This is a post I’ve been wanting to do for quite a while, and I’ve waited until the release of .NET 7 to create it, because the new version of .NET brings built-in rate limiting functionality, which makes things a lot easier.
Table of Contents
1 - What is Rate Limiting?
When we create an API, sometimes, especially when it’s publicly accessible, we want to limit its usage.
This is done to prevent overuse. A clear example is in paid applications: the paid version allows X number of calls, while the free version allows many fewer:

A real world example is the YouTube API, which only lets you “query” 10,000 units (videos, comments, etc.) per day.
What is not rate limiting? It’s not a filter to restrict where a client can access or permissions, the proper solution for that is either API Keys or JWTs.
2- Why use rate limiting?
One reason is to directly put restrictions on clients, for example, only allowing X number of calls and offering a paid or premium version with a higher limit.
Another example I’ve also seen, even if it’s less common now, is when the app (or its database) can only handle X number of simultaneous calls, if you go beyond that number, the performance drops considerably or even crashes. Limiting the API calls ensures this doesn’t happen.
And of course, it protects you from DDoS attacks and similar cases.
These reasons, or a combination of them, are the most common, often, you have clients who can make all the calls they want, but there’s a little asterisk saying "10 per minute" or something similar.
3 - Implementing rate limiting in .NET
As I mentioned, in the new .NET version (version 7), rate limiting is built-in. That means if you create or update your project to net7 or higher, you’ll be able to use the middleware that lets you configure rate limiting.
For this post, I implemented rate limiting in the application for the Distribt distributed systems course, which has its code available on GitHub.
This is the full diagram, but for this example, you only need to focus on the green dot and a bit on the API key we discussed in the previous post.
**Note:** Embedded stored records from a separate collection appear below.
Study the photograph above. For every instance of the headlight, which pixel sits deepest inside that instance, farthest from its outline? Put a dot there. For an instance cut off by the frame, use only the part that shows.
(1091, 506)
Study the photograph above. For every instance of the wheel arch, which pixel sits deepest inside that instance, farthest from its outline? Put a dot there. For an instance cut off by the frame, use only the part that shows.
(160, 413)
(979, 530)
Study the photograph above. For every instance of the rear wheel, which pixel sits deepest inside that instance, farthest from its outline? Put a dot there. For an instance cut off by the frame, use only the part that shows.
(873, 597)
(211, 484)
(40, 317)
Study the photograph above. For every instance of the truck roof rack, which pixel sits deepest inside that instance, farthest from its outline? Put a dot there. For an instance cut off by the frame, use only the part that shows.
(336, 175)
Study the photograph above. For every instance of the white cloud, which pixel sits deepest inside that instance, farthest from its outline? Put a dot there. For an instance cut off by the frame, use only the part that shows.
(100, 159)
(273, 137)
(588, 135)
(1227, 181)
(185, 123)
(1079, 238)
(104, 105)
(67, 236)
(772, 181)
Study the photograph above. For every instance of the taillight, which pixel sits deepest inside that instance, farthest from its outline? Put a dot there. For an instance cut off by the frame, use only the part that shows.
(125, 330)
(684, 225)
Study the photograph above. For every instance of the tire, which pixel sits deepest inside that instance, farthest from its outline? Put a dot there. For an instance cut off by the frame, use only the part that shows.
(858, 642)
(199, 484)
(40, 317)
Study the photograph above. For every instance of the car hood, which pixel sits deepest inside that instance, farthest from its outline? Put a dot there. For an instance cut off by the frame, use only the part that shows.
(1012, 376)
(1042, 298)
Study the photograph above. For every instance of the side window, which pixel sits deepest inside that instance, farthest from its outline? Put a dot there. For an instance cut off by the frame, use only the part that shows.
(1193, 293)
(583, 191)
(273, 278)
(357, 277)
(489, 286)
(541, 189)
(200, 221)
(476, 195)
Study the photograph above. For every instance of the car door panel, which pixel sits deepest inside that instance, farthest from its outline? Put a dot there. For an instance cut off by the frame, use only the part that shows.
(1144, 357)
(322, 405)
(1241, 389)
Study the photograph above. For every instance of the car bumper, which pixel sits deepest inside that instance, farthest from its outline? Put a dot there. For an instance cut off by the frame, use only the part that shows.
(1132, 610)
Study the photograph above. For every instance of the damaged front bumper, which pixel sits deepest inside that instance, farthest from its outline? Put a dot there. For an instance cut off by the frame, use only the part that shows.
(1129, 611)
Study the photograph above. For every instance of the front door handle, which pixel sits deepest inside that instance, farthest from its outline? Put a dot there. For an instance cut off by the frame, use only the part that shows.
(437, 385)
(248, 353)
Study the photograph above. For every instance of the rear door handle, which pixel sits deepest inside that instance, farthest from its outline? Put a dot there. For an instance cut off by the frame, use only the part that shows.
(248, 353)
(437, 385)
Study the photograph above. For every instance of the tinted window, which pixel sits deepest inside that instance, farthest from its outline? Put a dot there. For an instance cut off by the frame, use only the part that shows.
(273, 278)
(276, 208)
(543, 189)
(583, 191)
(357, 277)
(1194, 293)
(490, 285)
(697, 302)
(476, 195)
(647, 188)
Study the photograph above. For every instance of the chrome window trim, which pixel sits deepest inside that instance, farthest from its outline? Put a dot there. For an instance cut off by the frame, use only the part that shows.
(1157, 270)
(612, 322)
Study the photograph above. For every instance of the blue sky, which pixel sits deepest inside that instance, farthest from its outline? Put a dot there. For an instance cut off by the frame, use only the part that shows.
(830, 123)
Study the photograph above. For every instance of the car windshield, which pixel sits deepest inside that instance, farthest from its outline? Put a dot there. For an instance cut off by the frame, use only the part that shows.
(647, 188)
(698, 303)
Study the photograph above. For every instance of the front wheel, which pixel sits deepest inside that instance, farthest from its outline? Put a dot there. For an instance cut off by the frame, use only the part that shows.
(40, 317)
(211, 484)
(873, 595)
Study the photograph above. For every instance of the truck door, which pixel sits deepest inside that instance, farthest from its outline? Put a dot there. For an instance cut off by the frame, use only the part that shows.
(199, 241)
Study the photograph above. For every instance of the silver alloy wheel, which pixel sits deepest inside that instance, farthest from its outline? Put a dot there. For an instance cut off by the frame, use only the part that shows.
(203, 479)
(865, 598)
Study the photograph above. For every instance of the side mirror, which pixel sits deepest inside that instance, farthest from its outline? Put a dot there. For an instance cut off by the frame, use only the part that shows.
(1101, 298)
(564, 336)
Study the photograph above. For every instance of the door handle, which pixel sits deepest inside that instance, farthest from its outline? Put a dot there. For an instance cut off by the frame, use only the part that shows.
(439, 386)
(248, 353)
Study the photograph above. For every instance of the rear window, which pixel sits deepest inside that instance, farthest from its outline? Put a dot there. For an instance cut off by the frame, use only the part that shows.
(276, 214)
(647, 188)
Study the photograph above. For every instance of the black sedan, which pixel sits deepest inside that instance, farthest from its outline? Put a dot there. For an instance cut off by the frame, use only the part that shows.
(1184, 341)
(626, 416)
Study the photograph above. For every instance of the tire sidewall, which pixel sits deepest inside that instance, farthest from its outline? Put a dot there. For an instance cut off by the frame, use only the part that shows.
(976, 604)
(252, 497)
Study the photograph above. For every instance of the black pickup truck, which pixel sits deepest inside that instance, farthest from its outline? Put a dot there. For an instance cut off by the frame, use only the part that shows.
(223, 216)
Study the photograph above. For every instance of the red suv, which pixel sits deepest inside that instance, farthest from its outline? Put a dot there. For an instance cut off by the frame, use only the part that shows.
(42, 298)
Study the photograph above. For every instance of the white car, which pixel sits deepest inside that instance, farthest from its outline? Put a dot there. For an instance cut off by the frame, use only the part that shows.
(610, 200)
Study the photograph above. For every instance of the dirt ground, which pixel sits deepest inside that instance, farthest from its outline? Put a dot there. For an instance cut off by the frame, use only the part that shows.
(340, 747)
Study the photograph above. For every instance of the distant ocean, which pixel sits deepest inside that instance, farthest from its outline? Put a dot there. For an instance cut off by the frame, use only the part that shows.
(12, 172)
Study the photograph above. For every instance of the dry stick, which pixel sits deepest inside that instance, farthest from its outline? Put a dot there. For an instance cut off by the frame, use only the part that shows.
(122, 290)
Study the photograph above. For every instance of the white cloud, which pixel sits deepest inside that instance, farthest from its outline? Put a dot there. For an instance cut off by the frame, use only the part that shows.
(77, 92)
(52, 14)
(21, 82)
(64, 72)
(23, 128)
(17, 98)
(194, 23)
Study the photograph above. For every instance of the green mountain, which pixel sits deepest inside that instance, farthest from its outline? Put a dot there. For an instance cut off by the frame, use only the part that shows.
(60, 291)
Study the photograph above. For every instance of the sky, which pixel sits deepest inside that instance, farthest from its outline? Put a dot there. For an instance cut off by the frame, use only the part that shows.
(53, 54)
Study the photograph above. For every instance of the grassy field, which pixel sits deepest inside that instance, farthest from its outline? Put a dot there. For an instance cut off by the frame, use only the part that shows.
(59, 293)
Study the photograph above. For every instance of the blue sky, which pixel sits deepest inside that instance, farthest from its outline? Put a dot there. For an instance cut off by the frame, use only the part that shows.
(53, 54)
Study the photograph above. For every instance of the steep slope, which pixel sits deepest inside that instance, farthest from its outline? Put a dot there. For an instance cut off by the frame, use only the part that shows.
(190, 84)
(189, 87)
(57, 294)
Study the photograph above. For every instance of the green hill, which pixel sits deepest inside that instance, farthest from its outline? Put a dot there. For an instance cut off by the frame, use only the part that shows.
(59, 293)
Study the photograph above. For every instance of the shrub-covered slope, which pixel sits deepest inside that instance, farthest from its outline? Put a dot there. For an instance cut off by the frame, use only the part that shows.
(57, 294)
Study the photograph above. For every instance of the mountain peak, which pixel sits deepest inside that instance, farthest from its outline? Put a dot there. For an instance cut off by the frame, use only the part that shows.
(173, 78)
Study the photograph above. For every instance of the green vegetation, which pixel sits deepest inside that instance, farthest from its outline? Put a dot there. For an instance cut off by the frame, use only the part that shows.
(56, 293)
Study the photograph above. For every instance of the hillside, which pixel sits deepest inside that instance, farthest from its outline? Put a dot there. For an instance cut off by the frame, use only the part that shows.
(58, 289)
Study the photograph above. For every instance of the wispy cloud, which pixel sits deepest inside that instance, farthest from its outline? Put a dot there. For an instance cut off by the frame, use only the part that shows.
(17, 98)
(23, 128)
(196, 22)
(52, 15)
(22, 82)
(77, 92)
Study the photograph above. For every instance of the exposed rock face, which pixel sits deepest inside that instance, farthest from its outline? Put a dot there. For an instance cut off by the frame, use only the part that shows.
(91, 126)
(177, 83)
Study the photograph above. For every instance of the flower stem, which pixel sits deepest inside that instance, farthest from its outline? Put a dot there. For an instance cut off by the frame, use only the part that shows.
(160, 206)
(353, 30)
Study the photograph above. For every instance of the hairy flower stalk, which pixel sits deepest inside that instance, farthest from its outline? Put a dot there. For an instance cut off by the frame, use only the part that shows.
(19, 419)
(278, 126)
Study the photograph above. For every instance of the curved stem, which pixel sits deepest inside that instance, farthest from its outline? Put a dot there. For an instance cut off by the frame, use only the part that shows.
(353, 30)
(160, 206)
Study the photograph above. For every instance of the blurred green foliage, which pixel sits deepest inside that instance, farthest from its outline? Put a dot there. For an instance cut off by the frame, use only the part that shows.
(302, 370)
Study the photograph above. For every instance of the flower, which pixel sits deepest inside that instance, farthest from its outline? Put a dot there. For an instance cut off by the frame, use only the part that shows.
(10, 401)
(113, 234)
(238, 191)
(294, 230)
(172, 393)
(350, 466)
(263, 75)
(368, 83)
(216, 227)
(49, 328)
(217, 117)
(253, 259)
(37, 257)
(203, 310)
The library is quite complete, and we’ll explore the different options it provides. In any case, you’ll need to use the extension method to configure the rate limiting middleware with UseRateLimiter().
webappBuilder.Services.AddRateLimiter(options => {...})
app.UseRateLimiter();By the way, add the UseRateLimiter middleware before your first endpoint because, as you may recall, middlewares execute in order. 
Before moving on to the different types of rate limiting, I want to explain a bit how the library itself works, let’s look at a very simple example:
webappBuilder.Services.AddRateLimiter(options =>
    options.AddConcurrencyLimiter(policyName: "concurrencyPolicy", limiterOptions =>
    {
        limiterOptions.PermitLimit = 10;
    }));This example is the simplest: the API with this configuration will only be able to handle 10 simultaneous calls. But what about the rest?
3.1 - Queues in Rate Limiting
One option is to enable a queue, where you specify its size and the order (FIFO or LIFO)
webappBuilder.Services.AddRateLimiter(options =>
    options.AddConcurrencyLimiter(policyName: "concurrencyPolicy", limiterOptions =>
    {
        limiterOptions.PermitLimit = 10;
        limiterOptions.QueueLimit = 100;
        limiterOptions.QueueProcessingOrder = QueueProcessingOrder.OldestFirst;
    }));
3.2 - Rejecting calls with Rate Limiting
But once the simultaneous call limit and the queue are both full, what happens to the new requests coming in?
Well, if everything’s “full,” those requests will be rejected, and you can specify the status code to return with RejectionStatusCode.
webappBuilder.Services.AddRateLimiter(options =>
{
    options.RejectionStatusCode = 429; // Too many request
    options.AddConcurrencyLimiter(policyName: "concurrencyPolicy", limiterOptions =>
    {
        limiterOptions.PermitLimit = 10;
        limiterOptions.QueueLimit = 100;
        limiterOptions.QueueProcessingOrder = QueueProcessingOrder.OldestFirst;
    });
});In our case, we return 429 which is commonly used to indicate too many requests have been made. 
3.3 - Rate Limiting response message
Returning an error code is fine, but it’s not very informative, ideally, you’d include an error message using the OnRejected delegate:
webappBuilder.Services.AddRateLimiter(options =>
{
    options.RejectionStatusCode = 429; // Too many request
    options.OnRejected = async (context, token) =>
    {
        await context.HttpContext.Response.WriteAsync("too many requests, please try again later ");
    };
    options.AddConcurrencyLimiter(policyName: "concurrencyPolicy", limiterOptions =>
    {
        limiterOptions.PermitLimit = 10;
        limiterOptions.QueueLimit = 100;
        limiterOptions.QueueProcessingOrder = QueueProcessingOrder.OldestFirst;
    });
});
Ideally you’d want to standardize your responses to meet the normalization requirements of the rest of your APIs.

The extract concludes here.